Terkait keterlibatan masyarakat di lokasi, Kadispenad menjelaskan bahwa pelibatan masyarakat dalam kegiatan pemusnahan sejatinya bersifat administratif, seperti memasak dan menyiapkan logistik, serta kegiatan ringan seperti menggali lubang dan membersihkan sisa ledakan.
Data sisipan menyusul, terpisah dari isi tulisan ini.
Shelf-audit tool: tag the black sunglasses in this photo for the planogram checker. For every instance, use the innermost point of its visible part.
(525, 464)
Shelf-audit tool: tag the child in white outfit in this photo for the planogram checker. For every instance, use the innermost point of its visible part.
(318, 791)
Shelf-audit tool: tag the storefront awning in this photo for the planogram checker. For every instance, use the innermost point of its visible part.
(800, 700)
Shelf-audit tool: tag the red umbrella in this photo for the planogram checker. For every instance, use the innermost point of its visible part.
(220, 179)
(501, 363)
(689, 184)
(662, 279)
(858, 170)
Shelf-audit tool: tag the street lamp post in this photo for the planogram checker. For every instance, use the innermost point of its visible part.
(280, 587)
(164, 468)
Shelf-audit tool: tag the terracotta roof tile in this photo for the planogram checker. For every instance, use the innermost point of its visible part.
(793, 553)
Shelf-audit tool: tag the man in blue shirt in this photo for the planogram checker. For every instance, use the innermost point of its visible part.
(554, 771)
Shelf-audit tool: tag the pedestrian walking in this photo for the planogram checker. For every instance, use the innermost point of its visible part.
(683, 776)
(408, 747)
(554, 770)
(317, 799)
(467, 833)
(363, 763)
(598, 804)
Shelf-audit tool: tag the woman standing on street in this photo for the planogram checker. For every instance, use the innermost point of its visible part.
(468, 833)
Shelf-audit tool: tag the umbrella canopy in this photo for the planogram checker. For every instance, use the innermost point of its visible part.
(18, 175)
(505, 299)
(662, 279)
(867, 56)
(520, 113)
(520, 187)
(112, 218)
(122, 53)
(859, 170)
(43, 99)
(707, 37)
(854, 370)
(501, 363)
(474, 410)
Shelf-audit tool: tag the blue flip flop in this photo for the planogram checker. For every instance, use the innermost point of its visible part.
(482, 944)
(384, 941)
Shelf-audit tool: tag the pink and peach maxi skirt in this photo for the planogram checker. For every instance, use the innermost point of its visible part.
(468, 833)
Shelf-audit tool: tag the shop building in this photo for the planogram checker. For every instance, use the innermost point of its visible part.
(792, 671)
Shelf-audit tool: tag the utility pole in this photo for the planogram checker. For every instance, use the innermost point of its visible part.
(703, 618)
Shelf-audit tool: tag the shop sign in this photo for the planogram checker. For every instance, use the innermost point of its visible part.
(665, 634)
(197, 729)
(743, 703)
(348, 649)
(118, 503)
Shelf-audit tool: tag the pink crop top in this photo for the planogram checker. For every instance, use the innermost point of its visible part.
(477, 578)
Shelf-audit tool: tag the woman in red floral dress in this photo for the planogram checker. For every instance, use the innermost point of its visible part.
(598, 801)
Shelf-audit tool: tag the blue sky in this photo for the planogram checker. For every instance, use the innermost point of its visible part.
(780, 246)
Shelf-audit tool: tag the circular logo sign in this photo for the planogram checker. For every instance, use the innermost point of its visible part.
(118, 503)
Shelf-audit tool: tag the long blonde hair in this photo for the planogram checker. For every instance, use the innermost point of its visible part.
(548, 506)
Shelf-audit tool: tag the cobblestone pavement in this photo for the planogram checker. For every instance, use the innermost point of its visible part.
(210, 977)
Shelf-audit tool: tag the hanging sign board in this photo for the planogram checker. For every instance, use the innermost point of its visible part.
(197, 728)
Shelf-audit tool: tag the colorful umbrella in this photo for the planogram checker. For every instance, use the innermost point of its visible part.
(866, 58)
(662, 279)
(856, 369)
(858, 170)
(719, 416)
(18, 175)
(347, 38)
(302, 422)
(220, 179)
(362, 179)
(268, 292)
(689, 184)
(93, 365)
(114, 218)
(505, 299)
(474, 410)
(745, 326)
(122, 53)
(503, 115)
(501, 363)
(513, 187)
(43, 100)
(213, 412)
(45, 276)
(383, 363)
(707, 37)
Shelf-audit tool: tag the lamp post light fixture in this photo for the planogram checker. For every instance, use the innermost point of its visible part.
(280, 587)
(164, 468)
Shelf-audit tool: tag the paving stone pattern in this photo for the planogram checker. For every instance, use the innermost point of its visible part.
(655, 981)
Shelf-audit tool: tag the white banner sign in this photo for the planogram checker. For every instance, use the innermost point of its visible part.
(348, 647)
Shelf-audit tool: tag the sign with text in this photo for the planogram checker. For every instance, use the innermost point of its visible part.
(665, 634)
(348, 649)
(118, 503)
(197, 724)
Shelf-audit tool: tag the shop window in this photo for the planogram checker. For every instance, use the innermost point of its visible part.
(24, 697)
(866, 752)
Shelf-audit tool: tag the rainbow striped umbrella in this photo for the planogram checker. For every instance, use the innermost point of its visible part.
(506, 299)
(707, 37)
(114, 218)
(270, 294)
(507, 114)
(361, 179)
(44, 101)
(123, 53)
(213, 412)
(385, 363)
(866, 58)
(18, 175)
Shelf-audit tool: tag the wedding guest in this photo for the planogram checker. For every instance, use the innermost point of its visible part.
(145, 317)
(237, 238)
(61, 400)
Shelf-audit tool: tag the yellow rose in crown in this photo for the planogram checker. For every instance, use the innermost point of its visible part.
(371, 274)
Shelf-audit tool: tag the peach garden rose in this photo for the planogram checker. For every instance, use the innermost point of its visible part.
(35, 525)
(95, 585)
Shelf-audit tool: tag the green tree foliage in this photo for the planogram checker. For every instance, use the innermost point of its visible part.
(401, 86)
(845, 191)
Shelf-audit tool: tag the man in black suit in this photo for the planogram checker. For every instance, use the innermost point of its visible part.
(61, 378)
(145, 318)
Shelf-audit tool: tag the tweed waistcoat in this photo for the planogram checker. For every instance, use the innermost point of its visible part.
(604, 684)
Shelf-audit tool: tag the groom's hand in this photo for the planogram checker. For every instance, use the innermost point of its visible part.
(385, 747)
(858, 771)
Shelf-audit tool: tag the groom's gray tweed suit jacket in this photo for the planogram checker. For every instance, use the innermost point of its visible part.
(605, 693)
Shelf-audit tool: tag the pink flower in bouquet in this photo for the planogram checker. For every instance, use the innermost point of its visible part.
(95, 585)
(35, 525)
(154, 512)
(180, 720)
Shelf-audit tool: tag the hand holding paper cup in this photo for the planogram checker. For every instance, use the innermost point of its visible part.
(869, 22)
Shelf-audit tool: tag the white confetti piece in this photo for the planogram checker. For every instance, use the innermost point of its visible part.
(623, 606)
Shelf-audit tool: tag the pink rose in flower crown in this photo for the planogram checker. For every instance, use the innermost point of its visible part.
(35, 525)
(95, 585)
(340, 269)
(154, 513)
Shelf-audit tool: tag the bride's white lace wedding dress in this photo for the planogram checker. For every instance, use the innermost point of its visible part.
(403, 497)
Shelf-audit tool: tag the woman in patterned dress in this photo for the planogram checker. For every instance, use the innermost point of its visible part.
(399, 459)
Namun, ada pengembangan pelibatan masyarakat yang melibatkan mereka dalam mengangkat material detonator yang expired dan rentan ke dalam lubang penghancuran.
“Pembawaannya mungkin tidak sesuai dengan perlakuan yang seharusnya, saat diterima oleh prajurit TNI di dalam lubang penghancuran. Kondisi material afkir yang tidak stabil serta rentan terhadap gesekan dan goncangan memicu ledakan itu terjadi,” imbuhnya.
Kadispenad menegaskan bahwa kejadian tersebut menjadi evaluasi tegas dari pimpinan Angkatan Darat bahwa kegiatan pemusnahan amunisi dan bahan peledak, serta kegiatan berisiko lainnya, ke depan tidak akan melibatkan masyarakat sama sekali, termasuk untuk membantu kegiatan administrasi atau penyiapan logistik.
Semua akan ditangani oleh satuan-satuan TNI AD sendiri. Upaya meminimalkan pelibatan personel juga akan dilakukan dengan menggunakan teknologi, seperti mini beghoe (excavator) untuk menggali lubang dan robot bom untuk membawa munisi atau bahan peledak ke lubang penghancuran.
Di akhir penyampaiannya, Kadispenad kembali menyatakan bahwa TNI maupun TNI AD turut merasakan keprihatinan dan duka yang mendalam atas insiden tersebut, serta berharap musibah serupa tidak terjadi lagi di masa mendatang.
Ia juga menegaskan bahwa TNI AD menghargai semua temuan, masukan, dan rekomendasi dari berbagai institusi yang berkompeten atas peristiwa tersebut dan siap menjadikannya sebagai bahan pertimbangan dan evaluasi. Kadispenad juga menyampaikan terima kasih atas dukungan yang diberikan oleh semua pihak kepada TNI AD selama ini.